FORMER Liberal Democrat leader Charles Kennedy would have been a “proud, leading member” of the campaign to keep Britain in Europe, the Scottish Parliament has heard.
MSPs paid tribute to the pro-European Highland politician who died two weeks ago after a long battle with alcoholism.
It came as Holyrood backed calls for a “double majority” vote in the forthcoming EU referendum, meaning a UK vote to leave the EU would have to be backed by all four home nations before an exit can happen.

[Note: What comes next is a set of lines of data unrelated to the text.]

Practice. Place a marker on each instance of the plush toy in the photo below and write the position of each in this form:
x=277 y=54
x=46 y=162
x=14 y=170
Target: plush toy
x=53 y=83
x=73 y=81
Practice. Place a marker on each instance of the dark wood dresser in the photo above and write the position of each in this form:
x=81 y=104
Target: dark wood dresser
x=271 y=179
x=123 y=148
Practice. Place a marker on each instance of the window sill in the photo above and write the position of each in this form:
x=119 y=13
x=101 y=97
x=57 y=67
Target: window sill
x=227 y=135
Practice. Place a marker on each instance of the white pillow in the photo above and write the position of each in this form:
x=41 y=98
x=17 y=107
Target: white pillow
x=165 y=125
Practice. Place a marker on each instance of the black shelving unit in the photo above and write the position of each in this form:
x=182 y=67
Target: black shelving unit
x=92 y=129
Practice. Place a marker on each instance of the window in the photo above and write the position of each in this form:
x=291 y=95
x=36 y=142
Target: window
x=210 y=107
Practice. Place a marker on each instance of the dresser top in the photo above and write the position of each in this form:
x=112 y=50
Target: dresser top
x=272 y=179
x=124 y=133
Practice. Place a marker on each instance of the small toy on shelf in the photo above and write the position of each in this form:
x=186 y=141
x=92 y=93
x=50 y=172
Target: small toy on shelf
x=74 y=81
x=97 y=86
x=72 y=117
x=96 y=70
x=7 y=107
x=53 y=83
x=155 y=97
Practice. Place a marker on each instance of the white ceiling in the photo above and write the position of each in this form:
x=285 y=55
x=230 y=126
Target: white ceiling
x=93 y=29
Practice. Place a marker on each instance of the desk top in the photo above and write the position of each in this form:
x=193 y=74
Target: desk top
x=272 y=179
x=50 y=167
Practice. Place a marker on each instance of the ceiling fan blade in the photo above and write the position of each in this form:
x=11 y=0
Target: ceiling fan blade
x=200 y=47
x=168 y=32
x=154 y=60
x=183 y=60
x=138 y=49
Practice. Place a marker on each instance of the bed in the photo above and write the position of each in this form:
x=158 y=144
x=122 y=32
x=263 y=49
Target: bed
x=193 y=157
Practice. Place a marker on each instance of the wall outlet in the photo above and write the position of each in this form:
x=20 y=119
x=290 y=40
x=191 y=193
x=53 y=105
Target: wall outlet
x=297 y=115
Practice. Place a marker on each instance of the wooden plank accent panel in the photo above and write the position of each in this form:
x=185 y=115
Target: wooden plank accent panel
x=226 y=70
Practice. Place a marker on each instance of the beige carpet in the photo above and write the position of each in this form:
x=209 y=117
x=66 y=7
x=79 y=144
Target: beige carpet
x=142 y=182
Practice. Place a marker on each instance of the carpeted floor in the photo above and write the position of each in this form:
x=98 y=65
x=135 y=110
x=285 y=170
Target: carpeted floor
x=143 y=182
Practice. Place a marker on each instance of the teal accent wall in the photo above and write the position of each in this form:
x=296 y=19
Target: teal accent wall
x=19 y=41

MSPs also voted in favour of an SNP motion calling on 16 and 17-year-olds to be given the vote.
Holyrood heard that Mr Kennedy would have been at the heart of the Yes campaign.
Scottish Liberal Democrat leader Willie Rennie said: “I think the campaign that I would argue we should be conducting about the European Union is something I know Charles Kennedy would also adopt as well.
“I’m sure that he would have been a leading member of that EU referendum campaign.
“I think he would have been a proud member of that and I would be proud that he would be taking part in that Yes campaign.”
Tory Highland MSP Jamie McGrigor also paid tribute to Mr Kennedy after his “tragic death.”
“His presence will be missed particularly in the forthcoming debates in Europe,” Mr McGrigor said.
“I’m sure that Mr Kennedy would have relished the opportunity of speaking up for the UK’s continued membership of the European Union in debates of this kind.”
Scotland’s External Affairs Secretary Fiona Hyslop said there was a “strong consensus” across the Scottish Parliament on the importance of EU membership to Scotland.
“As the in/out referendum is now an inevitability, we must continue to spell out the case for Scotland’s EU membership going forward,” she told MSPs.
“In making the positive case we will ensure the facts are set out to tackle head-on the unfounded fears and smears of those who want to see an EU exit as they present them from a narrow isolationist position.”
Ms Hyslop highlighted the social advantages of staying within the European Union as well as the economic benefits.
She said: “The experience of the EU and our vision for the EU is one in which we can create a more equal and more inclusive society.
“A European Union of members who embrace and promote human rights through the Convention rather than dismiss them or seek to refute them.”
The debate followed a TNS poll of 1,031 people which found that almost half (49%) would vote to stay in the EU, compared to 19% who would vote to leave and 26% who were undecided.
Labour’s Europe spokeswoman Claire Baker warned against complacency in the forthcoming campaign.
She said: “The outcome of the referendum here in Scotland or anywhere else across the UK is not guaranteed.
“These are the early days of the debate and those of us who support continued membership must convincingly win that argument.